Historicamente, um tema recorrente na relação do Rio Grande do Sul com o Brasil é justamente a tensão entre autonomia e integração. A ênfase nas peculiaridades do estado e a simultânea afirmação do pertencimento dele ao Brasil se constitui num dos principais suportes da construção social da identidade gaúcha que é constantemente atualizada, reposta e evocada.

Primeiro haveria o que é chamado de "o isolamento geográfico do Rio Grande do Sul" e que seria responsável por sermos "um todo separado do mundo pelos areais litorâneos, pelos rios, pelas serras e pelas selvas"(1). A natureza, ao mesmo tempo que nos teria premiado com um espaço físico dos mais favorecidos e benéficos às atividades humanas, nos teria contemplado com uma posição de difícil acesso, ilhando-nos no Continente de São Pedro e fazendo com que este ficasse isolado por dois séculos do Brasil.

A essa peculiaridade geográfica somar-se-ia uma história sui generis. Ela inicia com uma integração tardia ao resto do país. Assim, embora descoberto no começo do século XVI, o Rio Grande do Sul só começa a se articular às atividades econômicas do Brasil colonial mais de um século depois através da preia do gado xucro cujo objetivo era a exportação de couro para a Europa que era feita através de Buenos Aires ou Sacramento.
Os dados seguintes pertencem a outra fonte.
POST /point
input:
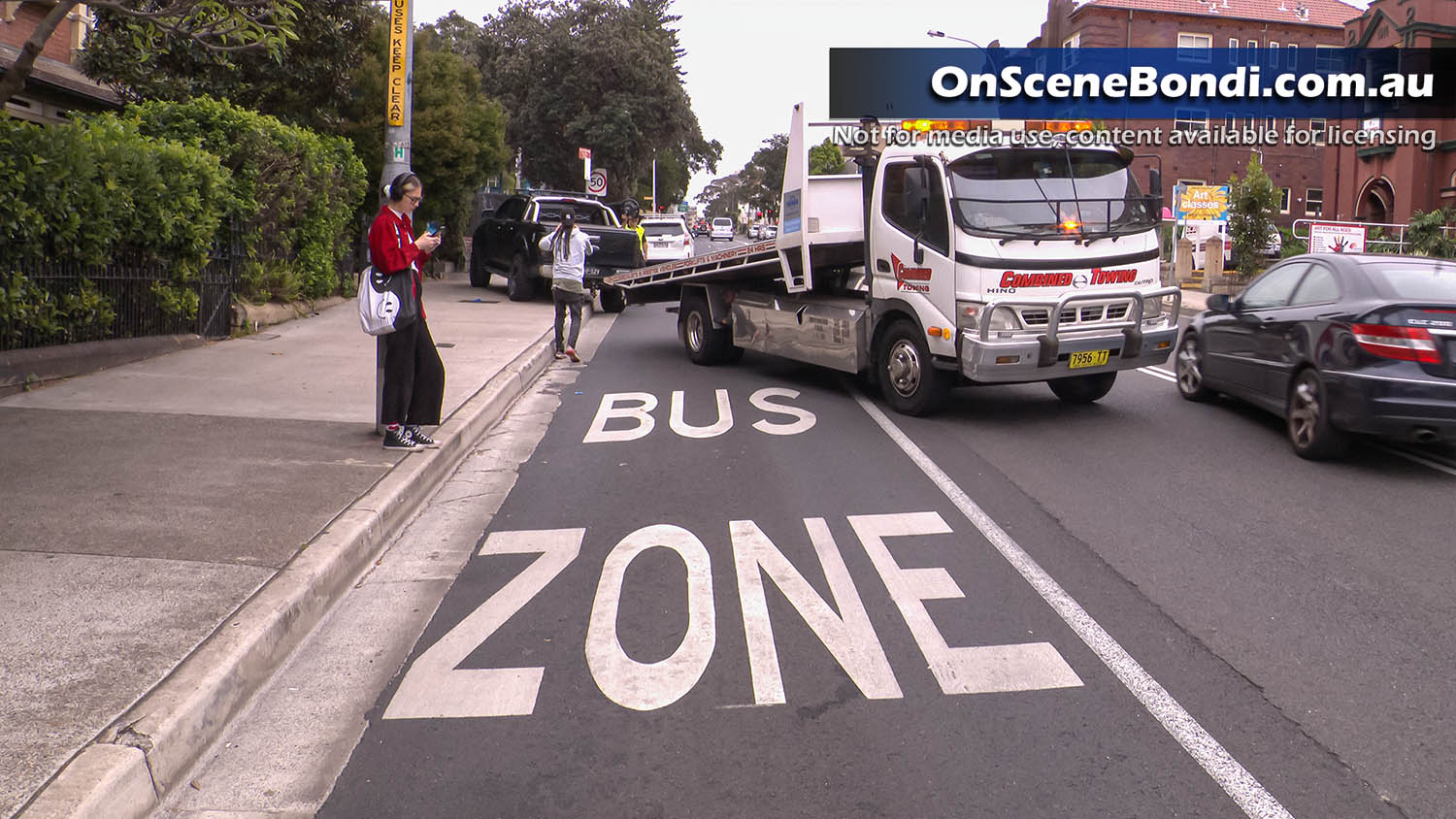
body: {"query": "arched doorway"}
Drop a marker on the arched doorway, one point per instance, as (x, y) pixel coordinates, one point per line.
(1376, 201)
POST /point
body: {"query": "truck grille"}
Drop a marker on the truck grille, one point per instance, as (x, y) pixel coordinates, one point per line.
(1075, 314)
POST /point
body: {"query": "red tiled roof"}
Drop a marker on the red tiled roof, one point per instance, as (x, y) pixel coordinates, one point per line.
(1321, 12)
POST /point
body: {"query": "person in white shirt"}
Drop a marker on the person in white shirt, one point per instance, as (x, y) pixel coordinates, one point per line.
(570, 249)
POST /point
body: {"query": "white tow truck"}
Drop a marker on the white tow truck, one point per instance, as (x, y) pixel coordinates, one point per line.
(987, 265)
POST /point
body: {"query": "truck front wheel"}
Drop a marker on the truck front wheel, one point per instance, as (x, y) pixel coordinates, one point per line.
(1082, 389)
(908, 380)
(520, 285)
(705, 344)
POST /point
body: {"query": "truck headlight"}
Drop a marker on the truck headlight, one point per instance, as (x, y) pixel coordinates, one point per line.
(970, 313)
(1153, 311)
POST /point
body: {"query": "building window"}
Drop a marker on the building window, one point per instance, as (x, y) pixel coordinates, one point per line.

É recém no final do século XVII que estes rebanhos ganham importância a nível nacional pois passam a ter um mercado interno na florescente mineração da zona das Gerais, o que estimula paulistas e lagunistas a virem prear o gado xucro existente no Rio Grande do Sul e a levá-lo à área de mineração.
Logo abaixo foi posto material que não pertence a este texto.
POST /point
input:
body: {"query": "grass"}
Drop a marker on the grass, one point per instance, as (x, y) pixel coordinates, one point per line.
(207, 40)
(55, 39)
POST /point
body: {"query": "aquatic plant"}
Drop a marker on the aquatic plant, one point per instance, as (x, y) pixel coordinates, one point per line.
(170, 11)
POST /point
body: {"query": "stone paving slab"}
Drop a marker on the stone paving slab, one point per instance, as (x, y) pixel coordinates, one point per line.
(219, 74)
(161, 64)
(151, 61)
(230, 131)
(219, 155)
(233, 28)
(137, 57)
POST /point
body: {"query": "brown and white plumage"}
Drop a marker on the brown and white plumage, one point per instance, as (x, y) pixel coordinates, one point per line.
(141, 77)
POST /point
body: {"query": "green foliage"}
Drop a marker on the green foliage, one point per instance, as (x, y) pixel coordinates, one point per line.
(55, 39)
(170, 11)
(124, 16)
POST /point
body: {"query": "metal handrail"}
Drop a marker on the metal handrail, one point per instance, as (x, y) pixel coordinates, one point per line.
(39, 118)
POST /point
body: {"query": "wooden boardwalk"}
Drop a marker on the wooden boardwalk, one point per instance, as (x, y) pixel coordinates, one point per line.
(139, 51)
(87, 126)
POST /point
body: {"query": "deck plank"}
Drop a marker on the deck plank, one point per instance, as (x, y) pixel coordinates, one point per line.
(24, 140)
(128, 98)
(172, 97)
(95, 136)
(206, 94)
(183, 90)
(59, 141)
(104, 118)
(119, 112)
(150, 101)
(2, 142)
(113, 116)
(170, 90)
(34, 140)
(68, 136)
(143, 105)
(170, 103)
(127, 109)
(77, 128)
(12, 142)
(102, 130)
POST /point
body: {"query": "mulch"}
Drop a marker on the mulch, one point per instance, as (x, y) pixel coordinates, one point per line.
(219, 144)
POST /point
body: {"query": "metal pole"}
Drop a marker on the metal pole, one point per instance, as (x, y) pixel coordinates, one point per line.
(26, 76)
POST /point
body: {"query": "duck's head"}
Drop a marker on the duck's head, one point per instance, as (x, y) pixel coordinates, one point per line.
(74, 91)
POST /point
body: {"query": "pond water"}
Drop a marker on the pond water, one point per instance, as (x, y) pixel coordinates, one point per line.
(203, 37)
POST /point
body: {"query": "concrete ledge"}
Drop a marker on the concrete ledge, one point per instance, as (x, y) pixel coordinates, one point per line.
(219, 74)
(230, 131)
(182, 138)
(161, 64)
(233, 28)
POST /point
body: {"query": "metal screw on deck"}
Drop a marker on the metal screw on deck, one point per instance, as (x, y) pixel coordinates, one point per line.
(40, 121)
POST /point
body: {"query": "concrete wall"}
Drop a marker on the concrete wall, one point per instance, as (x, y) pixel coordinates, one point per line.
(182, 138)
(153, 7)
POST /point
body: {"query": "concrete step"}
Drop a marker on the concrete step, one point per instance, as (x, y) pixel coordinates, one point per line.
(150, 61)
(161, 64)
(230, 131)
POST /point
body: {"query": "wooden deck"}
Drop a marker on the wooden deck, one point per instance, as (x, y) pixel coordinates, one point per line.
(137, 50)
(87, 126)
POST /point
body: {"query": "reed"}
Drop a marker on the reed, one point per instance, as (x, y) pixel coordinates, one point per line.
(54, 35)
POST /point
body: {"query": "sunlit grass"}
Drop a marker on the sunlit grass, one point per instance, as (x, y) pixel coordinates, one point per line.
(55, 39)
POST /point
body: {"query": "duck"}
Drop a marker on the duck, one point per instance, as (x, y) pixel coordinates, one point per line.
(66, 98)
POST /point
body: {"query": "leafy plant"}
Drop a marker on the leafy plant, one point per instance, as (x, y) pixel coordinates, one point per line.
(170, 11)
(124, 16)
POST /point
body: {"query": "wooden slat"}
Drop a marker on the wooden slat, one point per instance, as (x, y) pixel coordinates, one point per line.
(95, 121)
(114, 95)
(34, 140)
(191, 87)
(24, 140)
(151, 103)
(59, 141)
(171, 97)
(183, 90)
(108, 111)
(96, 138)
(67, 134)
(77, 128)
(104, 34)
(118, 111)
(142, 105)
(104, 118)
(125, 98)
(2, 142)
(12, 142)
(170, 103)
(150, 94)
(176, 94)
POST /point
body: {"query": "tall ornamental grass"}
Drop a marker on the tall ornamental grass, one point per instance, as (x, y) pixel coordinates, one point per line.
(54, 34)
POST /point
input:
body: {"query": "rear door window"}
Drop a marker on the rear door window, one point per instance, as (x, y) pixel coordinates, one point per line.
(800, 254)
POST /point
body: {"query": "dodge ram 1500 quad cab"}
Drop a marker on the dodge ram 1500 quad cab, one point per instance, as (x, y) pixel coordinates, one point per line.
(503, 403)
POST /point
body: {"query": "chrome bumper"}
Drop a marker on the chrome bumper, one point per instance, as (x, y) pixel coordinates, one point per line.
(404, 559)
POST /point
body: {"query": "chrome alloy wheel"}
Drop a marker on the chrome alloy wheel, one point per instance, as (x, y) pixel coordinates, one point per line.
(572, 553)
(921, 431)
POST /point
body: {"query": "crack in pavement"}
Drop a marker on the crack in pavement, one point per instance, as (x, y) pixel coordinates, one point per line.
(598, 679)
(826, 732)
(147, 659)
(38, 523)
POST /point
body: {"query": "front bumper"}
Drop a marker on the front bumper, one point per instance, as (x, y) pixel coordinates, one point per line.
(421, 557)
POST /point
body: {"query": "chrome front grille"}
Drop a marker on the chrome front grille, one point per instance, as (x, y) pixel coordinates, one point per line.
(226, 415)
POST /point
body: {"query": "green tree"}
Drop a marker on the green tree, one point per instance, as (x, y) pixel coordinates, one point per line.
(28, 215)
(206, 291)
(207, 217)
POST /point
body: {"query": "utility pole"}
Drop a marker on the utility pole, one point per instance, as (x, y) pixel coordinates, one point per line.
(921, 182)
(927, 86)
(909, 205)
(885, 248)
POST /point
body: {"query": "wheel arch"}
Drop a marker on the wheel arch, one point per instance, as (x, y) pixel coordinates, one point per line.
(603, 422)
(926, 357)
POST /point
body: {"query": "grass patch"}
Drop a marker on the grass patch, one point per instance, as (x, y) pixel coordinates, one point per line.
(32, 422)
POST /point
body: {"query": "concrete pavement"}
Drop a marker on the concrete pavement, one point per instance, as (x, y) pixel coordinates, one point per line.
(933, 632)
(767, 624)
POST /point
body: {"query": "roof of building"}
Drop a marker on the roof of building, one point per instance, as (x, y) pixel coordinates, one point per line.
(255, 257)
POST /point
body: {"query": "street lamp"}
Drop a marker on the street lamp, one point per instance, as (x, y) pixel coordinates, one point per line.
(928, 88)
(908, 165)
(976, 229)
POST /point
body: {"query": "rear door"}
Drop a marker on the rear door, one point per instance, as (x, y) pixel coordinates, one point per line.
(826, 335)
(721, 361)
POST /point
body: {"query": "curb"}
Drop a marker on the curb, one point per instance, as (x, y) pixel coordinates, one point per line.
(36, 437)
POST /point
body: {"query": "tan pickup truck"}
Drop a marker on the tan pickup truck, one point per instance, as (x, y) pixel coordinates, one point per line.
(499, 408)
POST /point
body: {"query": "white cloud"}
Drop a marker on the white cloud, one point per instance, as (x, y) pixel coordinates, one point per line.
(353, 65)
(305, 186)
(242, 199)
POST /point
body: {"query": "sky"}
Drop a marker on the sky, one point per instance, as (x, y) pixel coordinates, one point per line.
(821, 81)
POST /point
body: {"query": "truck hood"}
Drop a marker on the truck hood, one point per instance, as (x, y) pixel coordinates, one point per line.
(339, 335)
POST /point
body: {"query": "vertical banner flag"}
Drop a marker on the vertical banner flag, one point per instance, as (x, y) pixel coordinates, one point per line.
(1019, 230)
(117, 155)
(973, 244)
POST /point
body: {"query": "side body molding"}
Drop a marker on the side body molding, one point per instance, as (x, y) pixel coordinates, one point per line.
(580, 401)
O objetivo da coroa portuguesa era, entretanto, o de povoar as terras que iam do sul de São Vicente até a Colônia de Sacramento (fundada por ela em 1680) e nesse sentido o Rio Grande do Sul desempenhava "uma função estratégica, como ponto de apoio para a conservação do domínio luso no Prata"(2). Isto faz com que no começo do século XVIII a Coroa começasse a distribuir sesmarias aos tropeiros que se sedentarizaram e aos militares que se afazendaram, criando-se assim as estâncias de gado. Os conflitos militares em torno da Colônia de Sacramento e as disputas relativas à delimitação de fronteiras significou uma crescente militarização da região, que em 1760 foi elevada à condição de capitania com o nome de Capitania do Rio Grande de São Pedro.

A posição estratégica do Rio Grande do Sul faz com que ele seja visto como uma área limítrofe que estaria nas margens do Brasil e que poderia tanto fazer parte dele como de outros países dependendo do resultado das forças históricas em jogo. Respondendo a uma escritora nordestina que considerava os gaúchos acastelhanados e pertencendo mais à órbita platina do que à brasileira, o romancista Érico Veríssimo assim definiu essa situação de liminaridade:

Somos uma fronteira. No século XVIII, quando soldados de Portugal e Espanha disputavam a posse definitiva deste então "imenso deserto", tivemos de fazer a nossa opção: ficar com os portugueses ou com os castelhanos. Pagamos um pesado tributo de sofrimento e sangue para continuar deste lado da fronteira meridional do Brasil. Como pode você acusar-nos de espanholismo? Fomos desde os tempos coloniais até o fim do século um território cronicamente conflagrado. Em setenta e sete anos tivemos doze conflitos armados, contadas as revoluções. Vivíamos permanentemente em pé de guerra. Nossas mulheres raramente despiam o luto. Pense nas duras atividades da vida campeira - alçar, domar e marcar potros, conduzir tropas, sair para faina diária quebrando a geada nas madrugadas de inverno e você vai compreender por que a virilidade passou a ser a qualidade mais exigida e apreciada do gaúcho. Esse tipo de vida é responsável pelas tendências algo impetuosas que ficaram no inconsciente coletivo deste povo, e explica a nossa rudeza, a nossa às vezes desconcertante franqueza, o nosso hábito de falar alto, como quem grita ordens, dando não raro aos outros a impressão de que vivemos num permanente estado de cavalaria. A verdade, porém, é que nenhum dos heróis autênticos do Rio Grande que conheci, jamais "proseou", jamais se gabou de qualquer ato de bravura seu. Os meus coestaduanos que, depois da vitória da Revolução de 1930, se tocaram para o Rio, fantasiados, e amarraram seus cavalos no obelisco da Avenida Rio Branco - esses não eram gaúchos legítimos, mas paródias de opereta.(3)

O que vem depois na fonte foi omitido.